2. Brandon (John Dall) in Rope is a modern-day Raskolnikov. Like Dostoyevsky's protagonist, Brandon is a sociopath who sees murder as a matter of intellect and class. If a man is superior to his fellow in smarts and breeding, and if he has sufficient skill to pull off the perfect murder, then it's just the natural order of things and no crime at all. Brandon convinces his friend Philip to help commit a murder for the sheer experience of it. They dare themselves further by inviting the deceased's friends and family to come dine over the corpse, hidden in a chest. Professor Caldwell (Jimmy Stewart) gets suspicious, which doesn't worry Brandon a whit, because he actually believes the professor will be impressed with their accomplishment. When Jimmy Stewart finds out what happened and spits "Brandon!" with utter contempt, their intellectual walls come tumbling down.

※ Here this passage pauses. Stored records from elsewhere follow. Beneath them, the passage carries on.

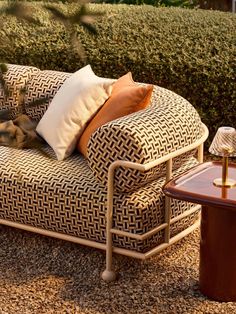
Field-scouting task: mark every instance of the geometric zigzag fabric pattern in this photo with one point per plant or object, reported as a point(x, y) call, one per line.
point(70, 196)
point(65, 197)
point(169, 124)
point(16, 78)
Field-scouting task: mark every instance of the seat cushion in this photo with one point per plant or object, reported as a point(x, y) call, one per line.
point(64, 196)
point(168, 124)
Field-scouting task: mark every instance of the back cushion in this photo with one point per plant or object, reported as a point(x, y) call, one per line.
point(40, 91)
point(16, 79)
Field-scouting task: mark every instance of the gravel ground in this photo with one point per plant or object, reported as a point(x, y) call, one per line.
point(43, 275)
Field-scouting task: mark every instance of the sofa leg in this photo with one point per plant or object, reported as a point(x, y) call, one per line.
point(109, 275)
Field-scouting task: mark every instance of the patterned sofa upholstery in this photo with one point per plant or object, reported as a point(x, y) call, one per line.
point(68, 199)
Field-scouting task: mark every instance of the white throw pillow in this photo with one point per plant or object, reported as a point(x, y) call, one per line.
point(75, 103)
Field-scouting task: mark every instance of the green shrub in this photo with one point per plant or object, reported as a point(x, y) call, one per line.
point(191, 52)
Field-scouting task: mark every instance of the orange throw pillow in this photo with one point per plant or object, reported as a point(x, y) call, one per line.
point(126, 97)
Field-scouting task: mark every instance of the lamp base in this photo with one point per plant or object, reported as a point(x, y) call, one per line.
point(228, 183)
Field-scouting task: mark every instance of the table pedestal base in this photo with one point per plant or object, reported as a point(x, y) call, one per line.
point(218, 254)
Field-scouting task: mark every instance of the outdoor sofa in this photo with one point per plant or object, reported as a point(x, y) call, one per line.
point(113, 199)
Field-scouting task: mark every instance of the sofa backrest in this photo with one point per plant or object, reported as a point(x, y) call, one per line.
point(170, 123)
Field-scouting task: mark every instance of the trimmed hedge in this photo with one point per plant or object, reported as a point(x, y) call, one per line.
point(191, 52)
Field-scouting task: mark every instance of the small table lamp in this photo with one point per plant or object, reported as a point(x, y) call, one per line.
point(223, 145)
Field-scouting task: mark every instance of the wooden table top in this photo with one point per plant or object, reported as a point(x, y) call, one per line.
point(196, 186)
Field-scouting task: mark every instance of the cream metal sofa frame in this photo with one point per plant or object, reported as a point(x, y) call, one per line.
point(108, 274)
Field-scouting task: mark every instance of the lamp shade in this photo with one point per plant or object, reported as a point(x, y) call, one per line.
point(224, 142)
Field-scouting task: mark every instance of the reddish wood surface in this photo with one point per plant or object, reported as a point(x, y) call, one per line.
point(197, 186)
point(217, 276)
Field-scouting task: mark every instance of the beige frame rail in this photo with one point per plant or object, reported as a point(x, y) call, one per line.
point(109, 274)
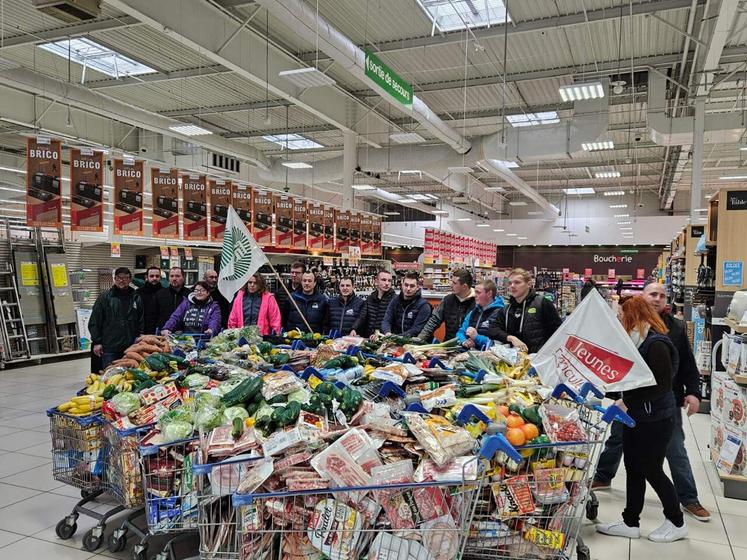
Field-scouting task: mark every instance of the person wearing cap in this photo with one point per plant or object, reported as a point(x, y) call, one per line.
point(117, 318)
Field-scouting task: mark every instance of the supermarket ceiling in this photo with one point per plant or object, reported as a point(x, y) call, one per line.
point(284, 81)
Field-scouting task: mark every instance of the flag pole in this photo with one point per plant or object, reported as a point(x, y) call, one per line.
point(290, 297)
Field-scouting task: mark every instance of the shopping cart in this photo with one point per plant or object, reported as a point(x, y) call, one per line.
point(169, 490)
point(420, 520)
point(80, 458)
point(533, 507)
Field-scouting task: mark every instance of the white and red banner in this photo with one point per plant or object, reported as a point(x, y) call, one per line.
point(591, 345)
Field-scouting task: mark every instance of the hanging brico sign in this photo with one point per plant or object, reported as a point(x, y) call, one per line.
point(388, 80)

3. Two Strangers on a Train, Bruno and Guy, get to talking. Guy is a minor celebrity, a tennis pro. His evil wife has dragged their failing marriage into the tabloids. Bruno, socially inept, tends to prattle. Guy tries to be polite but is happy to cut the conversation off as expediently as possible -- say, by not disagreeing with Bruno's crazy theories on trading favors. The next time Guy sees Bruno, it's late at night in another city near Guy's girlfriend's house. Bruno comes out of the shadows to announce that he has just killed Guy's horrible wife and now expects Guy to return the favor by murdering his father. Bruno is attached to Guy like a leech, with a tight and damning alibi that prevents Guy from getting help above the law.

4. The London Strangler is 1972's answer to Jack the Ripper. He gets his victim alone, strangles her with his necktie, and then leaves her body to be found. The killer isn't revealed immediately, but Frenzy is not a whodunit (none of Hitchcock's movies are -- he's the master of suspense, not the master of surprise). We know it's not Jon Finch's character because he's the falsely-accused protagonist; it turns out to be the one man who believes him: the dapper-dressed fruit seller (Barry Foster), whose concern for Finch's character seems genuine. Hitchcock was able to be more graphic in his later films, and he didn't abuse the privilege. We actually see the murder in Frenzy, and that's the point. It's not the villain's M.O. that puts him in the Macabre 5, but rather the satisfaction he gets from a good strangling. Hitchcock and Foster show us the killer's transition from wound-up and tense before and during the murder, to post-coitally relaxed and fulfilled when he's done.

5. The birds in The Birds make the list because their behavior is so completely, plausibly unexplained. Not all birds flock, but for brief spells over the course of a weekend, a hive mind seems to take over the sparrows, gulls, crows, and ravens of Bodega Bay. They not only flock, they swarm like locusts. There is apparent purpose and malice to the swarms, yet there is no possible explanation. When a swarming crow gets caught in your hair, it doesn't matter whether the bird is attacking you personally, or whether it's just part of the repulsive chaos. Like Godzilla and its cinematic descendants, The Birds injects a dose of humility into man's apparent understanding of nature. But unlike Godzilla, The Birds is not a cautionary tale; there is no comforting message to be learned. The birds fail to kill our protagonists, but the sheer randomness of their swarming wreaks havoc on their souls.